Speaking of ladies, an almost unrecognisable Sienna Miller and Zoe Saldana (who looks more and more like Thandie Newton by the day) ably support in eye-catching, if slightly underwritten, roles. It’s the supporting cast that really stand out and rise this from dreary by-the-numbers gangster flick to a film worth catching. Miller and Saldana aside, look out for Brendan Gleason excellently playing the most Brendan Gleason-y character ever, rising star Elle Fanning (who is shockingly underused), an excellently weepy turn from Chris Cooper and a scene-stealing performance from Argo’s Chris Messina as Coughlin’s number two.
What else is there to enjoy about Live By Night? Well, the locations and sets are as stunning as they are convincing. When Coughlin starts up his operation down in Florida, the Tampa Bay setting, like the sun down there, really shines. The shoot-outs are frenetic and loud, if rather sporadic and presented almost reluctantly by Affleck who seems to want to present some kind of philosophical angle but can’t quite figure out what it is. Watch out for the mildly cringeworthy scene where he lectures a good ol’ boy banker about the pitfalls of colonialism, capitalism and racism too. Affleck’s personal politics clearly bleeding into proceedings and with little in the way of subtlety or shame.

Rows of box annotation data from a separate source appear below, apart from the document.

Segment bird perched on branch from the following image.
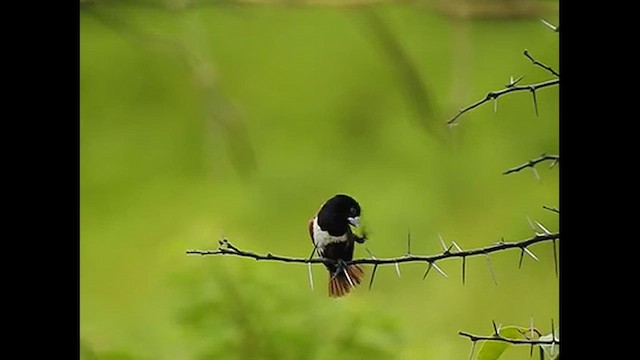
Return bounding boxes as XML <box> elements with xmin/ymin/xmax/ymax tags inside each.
<box><xmin>309</xmin><ymin>194</ymin><xmax>366</xmax><ymax>297</ymax></box>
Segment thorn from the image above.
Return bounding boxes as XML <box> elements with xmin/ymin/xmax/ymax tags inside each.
<box><xmin>429</xmin><ymin>262</ymin><xmax>449</xmax><ymax>279</ymax></box>
<box><xmin>540</xmin><ymin>19</ymin><xmax>559</xmax><ymax>32</ymax></box>
<box><xmin>462</xmin><ymin>256</ymin><xmax>467</xmax><ymax>285</ymax></box>
<box><xmin>529</xmin><ymin>316</ymin><xmax>533</xmax><ymax>358</ymax></box>
<box><xmin>553</xmin><ymin>239</ymin><xmax>558</xmax><ymax>278</ymax></box>
<box><xmin>307</xmin><ymin>263</ymin><xmax>313</xmax><ymax>291</ymax></box>
<box><xmin>531</xmin><ymin>87</ymin><xmax>538</xmax><ymax>116</ymax></box>
<box><xmin>342</xmin><ymin>266</ymin><xmax>355</xmax><ymax>288</ymax></box>
<box><xmin>451</xmin><ymin>241</ymin><xmax>462</xmax><ymax>252</ymax></box>
<box><xmin>551</xmin><ymin>318</ymin><xmax>556</xmax><ymax>354</ymax></box>
<box><xmin>422</xmin><ymin>263</ymin><xmax>433</xmax><ymax>280</ymax></box>
<box><xmin>486</xmin><ymin>254</ymin><xmax>498</xmax><ymax>285</ymax></box>
<box><xmin>529</xmin><ymin>316</ymin><xmax>533</xmax><ymax>339</ymax></box>
<box><xmin>536</xmin><ymin>220</ymin><xmax>551</xmax><ymax>235</ymax></box>
<box><xmin>469</xmin><ymin>341</ymin><xmax>476</xmax><ymax>360</ymax></box>
<box><xmin>506</xmin><ymin>74</ymin><xmax>526</xmax><ymax>88</ymax></box>
<box><xmin>531</xmin><ymin>166</ymin><xmax>541</xmax><ymax>181</ymax></box>
<box><xmin>308</xmin><ymin>243</ymin><xmax>318</xmax><ymax>261</ymax></box>
<box><xmin>369</xmin><ymin>264</ymin><xmax>378</xmax><ymax>291</ymax></box>
<box><xmin>438</xmin><ymin>234</ymin><xmax>447</xmax><ymax>252</ymax></box>
<box><xmin>522</xmin><ymin>247</ymin><xmax>540</xmax><ymax>261</ymax></box>
<box><xmin>527</xmin><ymin>215</ymin><xmax>536</xmax><ymax>234</ymax></box>
<box><xmin>364</xmin><ymin>246</ymin><xmax>378</xmax><ymax>260</ymax></box>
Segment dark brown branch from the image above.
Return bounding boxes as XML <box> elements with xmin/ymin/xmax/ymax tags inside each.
<box><xmin>458</xmin><ymin>331</ymin><xmax>560</xmax><ymax>345</ymax></box>
<box><xmin>447</xmin><ymin>79</ymin><xmax>560</xmax><ymax>125</ymax></box>
<box><xmin>186</xmin><ymin>232</ymin><xmax>560</xmax><ymax>265</ymax></box>
<box><xmin>502</xmin><ymin>154</ymin><xmax>560</xmax><ymax>175</ymax></box>
<box><xmin>524</xmin><ymin>50</ymin><xmax>560</xmax><ymax>77</ymax></box>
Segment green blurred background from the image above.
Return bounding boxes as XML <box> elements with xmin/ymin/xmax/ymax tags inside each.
<box><xmin>80</xmin><ymin>0</ymin><xmax>559</xmax><ymax>359</ymax></box>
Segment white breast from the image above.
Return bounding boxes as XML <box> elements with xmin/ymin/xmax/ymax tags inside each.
<box><xmin>313</xmin><ymin>218</ymin><xmax>347</xmax><ymax>249</ymax></box>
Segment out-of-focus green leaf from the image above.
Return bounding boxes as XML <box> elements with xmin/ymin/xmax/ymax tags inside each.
<box><xmin>539</xmin><ymin>327</ymin><xmax>560</xmax><ymax>359</ymax></box>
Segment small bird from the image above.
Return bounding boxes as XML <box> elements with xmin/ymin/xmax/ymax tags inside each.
<box><xmin>309</xmin><ymin>194</ymin><xmax>366</xmax><ymax>297</ymax></box>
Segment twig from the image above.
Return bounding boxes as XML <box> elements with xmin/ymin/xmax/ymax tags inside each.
<box><xmin>502</xmin><ymin>154</ymin><xmax>560</xmax><ymax>175</ymax></box>
<box><xmin>458</xmin><ymin>331</ymin><xmax>560</xmax><ymax>345</ymax></box>
<box><xmin>447</xmin><ymin>79</ymin><xmax>560</xmax><ymax>125</ymax></box>
<box><xmin>186</xmin><ymin>232</ymin><xmax>560</xmax><ymax>270</ymax></box>
<box><xmin>524</xmin><ymin>50</ymin><xmax>560</xmax><ymax>77</ymax></box>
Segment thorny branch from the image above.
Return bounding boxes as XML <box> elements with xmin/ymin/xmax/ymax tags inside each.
<box><xmin>447</xmin><ymin>50</ymin><xmax>560</xmax><ymax>125</ymax></box>
<box><xmin>458</xmin><ymin>331</ymin><xmax>560</xmax><ymax>345</ymax></box>
<box><xmin>186</xmin><ymin>232</ymin><xmax>560</xmax><ymax>265</ymax></box>
<box><xmin>503</xmin><ymin>154</ymin><xmax>560</xmax><ymax>175</ymax></box>
<box><xmin>447</xmin><ymin>79</ymin><xmax>560</xmax><ymax>125</ymax></box>
<box><xmin>458</xmin><ymin>318</ymin><xmax>560</xmax><ymax>356</ymax></box>
<box><xmin>186</xmin><ymin>232</ymin><xmax>560</xmax><ymax>288</ymax></box>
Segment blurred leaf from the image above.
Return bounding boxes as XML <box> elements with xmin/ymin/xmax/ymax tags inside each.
<box><xmin>539</xmin><ymin>326</ymin><xmax>560</xmax><ymax>359</ymax></box>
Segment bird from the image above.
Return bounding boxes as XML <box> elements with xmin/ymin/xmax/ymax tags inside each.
<box><xmin>308</xmin><ymin>194</ymin><xmax>366</xmax><ymax>298</ymax></box>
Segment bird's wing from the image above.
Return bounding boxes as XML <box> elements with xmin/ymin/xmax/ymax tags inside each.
<box><xmin>309</xmin><ymin>217</ymin><xmax>316</xmax><ymax>246</ymax></box>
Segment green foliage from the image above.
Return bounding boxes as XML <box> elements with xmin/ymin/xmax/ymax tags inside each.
<box><xmin>476</xmin><ymin>326</ymin><xmax>527</xmax><ymax>360</ymax></box>
<box><xmin>178</xmin><ymin>264</ymin><xmax>403</xmax><ymax>359</ymax></box>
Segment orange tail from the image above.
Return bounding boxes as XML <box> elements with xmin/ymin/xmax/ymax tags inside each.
<box><xmin>329</xmin><ymin>264</ymin><xmax>364</xmax><ymax>297</ymax></box>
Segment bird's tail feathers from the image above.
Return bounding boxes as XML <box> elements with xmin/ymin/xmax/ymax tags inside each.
<box><xmin>329</xmin><ymin>264</ymin><xmax>364</xmax><ymax>297</ymax></box>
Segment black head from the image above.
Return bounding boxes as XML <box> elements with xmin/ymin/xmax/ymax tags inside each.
<box><xmin>318</xmin><ymin>194</ymin><xmax>360</xmax><ymax>236</ymax></box>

Other frustrating elements include the few daft and quite obvious plot holes, a few too many lazy genre cliches and a fair amount of pretentious script waffle. Plus the plot (criminal moves Boston to Florida) is somewhat lacking in depth or breadth. A revenge plot thread involving his old Irish mob boss (played by Hustle’s Robert Glenister) disappears for half the movie, only reappearing seemingly just to add more bite to the final shootout.
Fans of the Lehane’s source material won’t be displeased with this effort, the tone is very similar to the book. The writer was an executive producer on the project and involved in the script. And it shows. His books are very cinematic in nature and lend themselves to adaptation nicely. Affleck’s directorial debut Gone Baby Gone was a Lehane and so were Shutter Island and Mystic River.
What is it about modern cinema’s inability to make a really good ol’ fashioned gangster movie? The industry blossomed with the likes of James Cagney and Edward G. Robinson’s contributions and there’s no shortage of pretenders. But whether it’s Public Enemies, Gangster Squad or now Live By Night, they just never really hit the target with their Tommy gun. Brian de Palma’s classic The Untouchables was probably the last prohibition-era gangster to find its target – albeit with a baseball bat – but that was thirty years ago now. Three decades on and Ben Affleck’s attempt is no Untouchables, but nor is it untouchable itself.